The United States’ ultra-right has a new hero
He hates feminism and democracy and has dubbed himself Bronze Age Pervert. He moves the masses and is adored by Trump
The new hero of the ultra-conservative blogosphere is Bronze Age Pervert, a masked crusader who operates with absolute impunity on social media networks like X. From these platforms, he proclaims that Donald Trump is not only the legitimate president of the United States, but the entire “civilized universe of Greco-Latin heritage,” and praises tennis player Novak Djokovic as the last stronghold of uncontaminated masculinity and messenger of the “supremacy of the Slavic man.”
Publications like Bloomberg, National Review and Politico have echoed the most recent provocations of this metallic deviant, and raised alarm over the shocking success of his only book to date, the self-published Bronze Age Mindset, a “manual of resistance against political correctness” that, apparently, has become bedtime reading for the leading ideologues of the United States’ radical right.
Rosie Gray, a Politico writer who has been on the trail of Bronze Age Pervert since he first hit the internet five years ago, posits that the man behind the digital mask is none other than Costin Alamariu, an obscure Romanian-born philosophy graduate who just turned 43. Alamariu was building something of a reputation as an intellectual supporter of the authoritarian right, from Viktor Orbán to Narendra Modi to Jair Bolsonaro, when he disappeared from the map in October 2018. Since then, there’s been no sign of Alamariu, who might have opted, according to Rose, to “renounce his civilian identity and bet on his successful avatar,” a kind of bethroned bodybuilder who abhors feminism, detests democracy and has a curious obsession with naked male torsos.
Graeme Wood, a collaborator at The Atlantic, has delved a bit deeper into Alamariu’s peculiar personality. According to Wood, at the age of 17, the young Romanian, who was then based in Boston, took part in a comical act of boycotting an exhibition of Chinese ceremonial art that was being held in one of the city’s museums. Alamariu and two classmates, future The Office actors John Krasinski and B.J. Novak, managed to replace the exhibit’s audio guide with a homemade tape on which they made comments like, “I wish we had a hammer to smash this abhorrent work to smithereens.” Novak confessed to the scandal years later and added that he remembered Alamariu as a strange guy with very original ideas, although he “was not quite in his right mind.”

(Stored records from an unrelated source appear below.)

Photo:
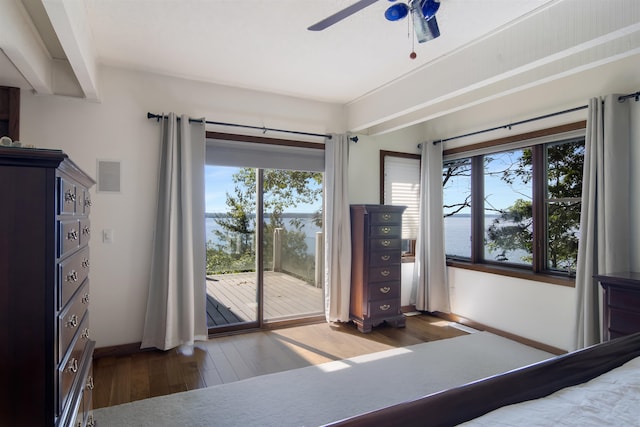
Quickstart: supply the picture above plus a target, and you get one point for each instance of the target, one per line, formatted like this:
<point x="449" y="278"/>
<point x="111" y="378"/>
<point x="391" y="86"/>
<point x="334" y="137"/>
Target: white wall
<point x="534" y="310"/>
<point x="117" y="129"/>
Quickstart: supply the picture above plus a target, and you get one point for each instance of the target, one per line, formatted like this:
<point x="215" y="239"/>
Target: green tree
<point x="283" y="190"/>
<point x="512" y="229"/>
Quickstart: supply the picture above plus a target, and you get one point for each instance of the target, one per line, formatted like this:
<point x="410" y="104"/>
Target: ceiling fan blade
<point x="339" y="16"/>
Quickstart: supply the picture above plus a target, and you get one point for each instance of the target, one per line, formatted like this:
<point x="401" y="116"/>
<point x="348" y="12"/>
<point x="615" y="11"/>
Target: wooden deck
<point x="231" y="298"/>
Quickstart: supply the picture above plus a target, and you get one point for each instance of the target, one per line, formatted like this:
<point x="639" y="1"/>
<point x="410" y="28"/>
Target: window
<point x="516" y="205"/>
<point x="400" y="185"/>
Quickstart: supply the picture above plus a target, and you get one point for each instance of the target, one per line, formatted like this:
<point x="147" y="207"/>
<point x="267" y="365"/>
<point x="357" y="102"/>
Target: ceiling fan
<point x="423" y="13"/>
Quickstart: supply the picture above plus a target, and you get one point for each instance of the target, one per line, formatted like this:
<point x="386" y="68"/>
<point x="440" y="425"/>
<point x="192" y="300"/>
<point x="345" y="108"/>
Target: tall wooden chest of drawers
<point x="45" y="346"/>
<point x="621" y="303"/>
<point x="376" y="232"/>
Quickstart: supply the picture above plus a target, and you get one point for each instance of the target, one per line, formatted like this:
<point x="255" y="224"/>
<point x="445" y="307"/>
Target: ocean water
<point x="457" y="230"/>
<point x="308" y="227"/>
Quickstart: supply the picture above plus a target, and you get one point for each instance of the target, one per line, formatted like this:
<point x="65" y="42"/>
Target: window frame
<point x="410" y="254"/>
<point x="539" y="140"/>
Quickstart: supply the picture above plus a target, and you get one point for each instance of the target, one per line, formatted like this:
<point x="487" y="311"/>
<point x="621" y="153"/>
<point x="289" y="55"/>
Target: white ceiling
<point x="256" y="44"/>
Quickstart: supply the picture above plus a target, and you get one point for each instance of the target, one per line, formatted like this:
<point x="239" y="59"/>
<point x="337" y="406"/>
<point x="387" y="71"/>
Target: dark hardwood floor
<point x="121" y="379"/>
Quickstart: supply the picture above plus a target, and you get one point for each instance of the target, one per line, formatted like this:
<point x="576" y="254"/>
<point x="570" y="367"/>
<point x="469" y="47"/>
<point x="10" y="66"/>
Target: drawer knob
<point x="72" y="366"/>
<point x="69" y="196"/>
<point x="72" y="322"/>
<point x="72" y="276"/>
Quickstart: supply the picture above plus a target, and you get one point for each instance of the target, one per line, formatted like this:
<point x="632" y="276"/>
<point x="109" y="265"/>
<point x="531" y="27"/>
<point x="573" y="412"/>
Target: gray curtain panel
<point x="430" y="283"/>
<point x="605" y="244"/>
<point x="337" y="274"/>
<point x="176" y="305"/>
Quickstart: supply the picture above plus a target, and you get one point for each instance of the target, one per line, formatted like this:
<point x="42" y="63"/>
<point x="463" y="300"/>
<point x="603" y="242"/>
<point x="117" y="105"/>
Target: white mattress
<point x="612" y="399"/>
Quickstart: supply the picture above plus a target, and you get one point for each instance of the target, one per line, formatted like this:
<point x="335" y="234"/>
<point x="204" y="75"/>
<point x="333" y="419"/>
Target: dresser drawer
<point x="71" y="368"/>
<point x="385" y="218"/>
<point x="71" y="274"/>
<point x="72" y="320"/>
<point x="85" y="202"/>
<point x="383" y="258"/>
<point x="87" y="395"/>
<point x="66" y="197"/>
<point x="85" y="231"/>
<point x="383" y="230"/>
<point x="69" y="236"/>
<point x="384" y="308"/>
<point x="389" y="243"/>
<point x="384" y="274"/>
<point x="379" y="291"/>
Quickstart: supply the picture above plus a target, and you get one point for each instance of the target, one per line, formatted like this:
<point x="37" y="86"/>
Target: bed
<point x="598" y="385"/>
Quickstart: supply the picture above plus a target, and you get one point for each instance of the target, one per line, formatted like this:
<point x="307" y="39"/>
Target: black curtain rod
<point x="264" y="129"/>
<point x="635" y="95"/>
<point x="510" y="125"/>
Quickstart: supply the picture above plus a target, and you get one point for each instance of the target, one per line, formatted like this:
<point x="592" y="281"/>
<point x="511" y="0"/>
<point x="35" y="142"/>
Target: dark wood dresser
<point x="376" y="232"/>
<point x="621" y="303"/>
<point x="45" y="349"/>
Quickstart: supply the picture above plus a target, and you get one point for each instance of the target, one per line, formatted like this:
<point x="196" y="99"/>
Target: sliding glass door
<point x="292" y="245"/>
<point x="264" y="241"/>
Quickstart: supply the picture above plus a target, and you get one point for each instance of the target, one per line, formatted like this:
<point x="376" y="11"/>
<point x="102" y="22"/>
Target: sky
<point x="218" y="181"/>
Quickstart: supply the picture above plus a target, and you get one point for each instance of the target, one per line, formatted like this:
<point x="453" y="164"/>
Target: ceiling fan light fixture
<point x="429" y="8"/>
<point x="425" y="29"/>
<point x="396" y="12"/>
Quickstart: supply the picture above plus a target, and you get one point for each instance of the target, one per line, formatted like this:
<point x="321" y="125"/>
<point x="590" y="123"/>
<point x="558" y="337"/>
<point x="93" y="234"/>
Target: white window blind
<point x="402" y="188"/>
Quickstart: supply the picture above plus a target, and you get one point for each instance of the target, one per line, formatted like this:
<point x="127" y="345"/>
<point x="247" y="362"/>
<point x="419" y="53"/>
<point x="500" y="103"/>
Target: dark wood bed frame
<point x="460" y="404"/>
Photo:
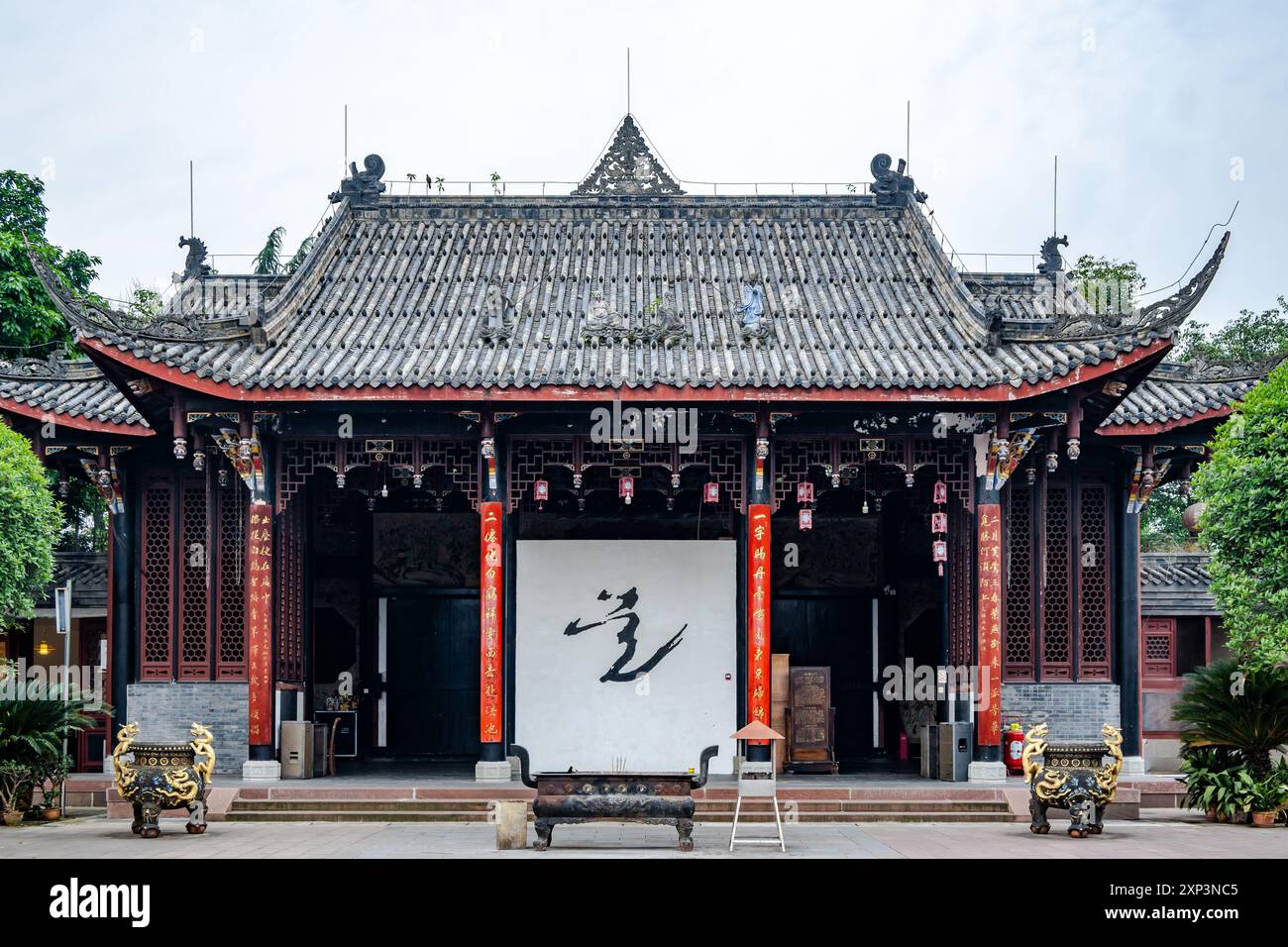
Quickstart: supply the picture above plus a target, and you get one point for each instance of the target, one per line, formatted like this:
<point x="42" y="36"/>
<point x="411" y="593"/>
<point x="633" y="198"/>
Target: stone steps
<point x="717" y="810"/>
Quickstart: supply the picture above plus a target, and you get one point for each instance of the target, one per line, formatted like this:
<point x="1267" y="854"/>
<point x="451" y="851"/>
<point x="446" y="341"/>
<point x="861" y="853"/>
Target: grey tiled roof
<point x="1175" y="392"/>
<point x="505" y="291"/>
<point x="65" y="388"/>
<point x="1175" y="583"/>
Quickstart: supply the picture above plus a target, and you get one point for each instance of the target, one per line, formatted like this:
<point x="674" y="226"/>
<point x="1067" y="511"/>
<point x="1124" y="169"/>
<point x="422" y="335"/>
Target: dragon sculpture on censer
<point x="163" y="776"/>
<point x="1074" y="777"/>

By all indications, the man retains the qualities he possessed at 17 and, moreover, has preserved in his vocation as a multiformat cultural agitator. Gray reconstructs in broad strokes the personal history of this strange individual: he came to the United States with his family when he was 10 years old, he was a brilliant student at prestigious universities like Columbia and Yale, began to frequently attend extreme right gatherings and discussion groups and always had a distinct interest in the philosophy of Nietzsche, Ancient Greece, the “values of Western civilization,” eugenics and antisemitism. A former classmate at Yale claims that even in his youth, Alamariu aspired to “become a kind of right-wing Slavoj Źiźek.” That is to say, a respected and influential intellectual, but with a popular, rock star side. For the time being, his plan for world domination has led him to go underground online and create a somewhat extreme and cartoonish character, one that is ideal for this era of sectarian and frankly unhinged politicization.
Trump follows him online. And some of his advisors have found in Alamariu the perfect acrobat to keep the circus going.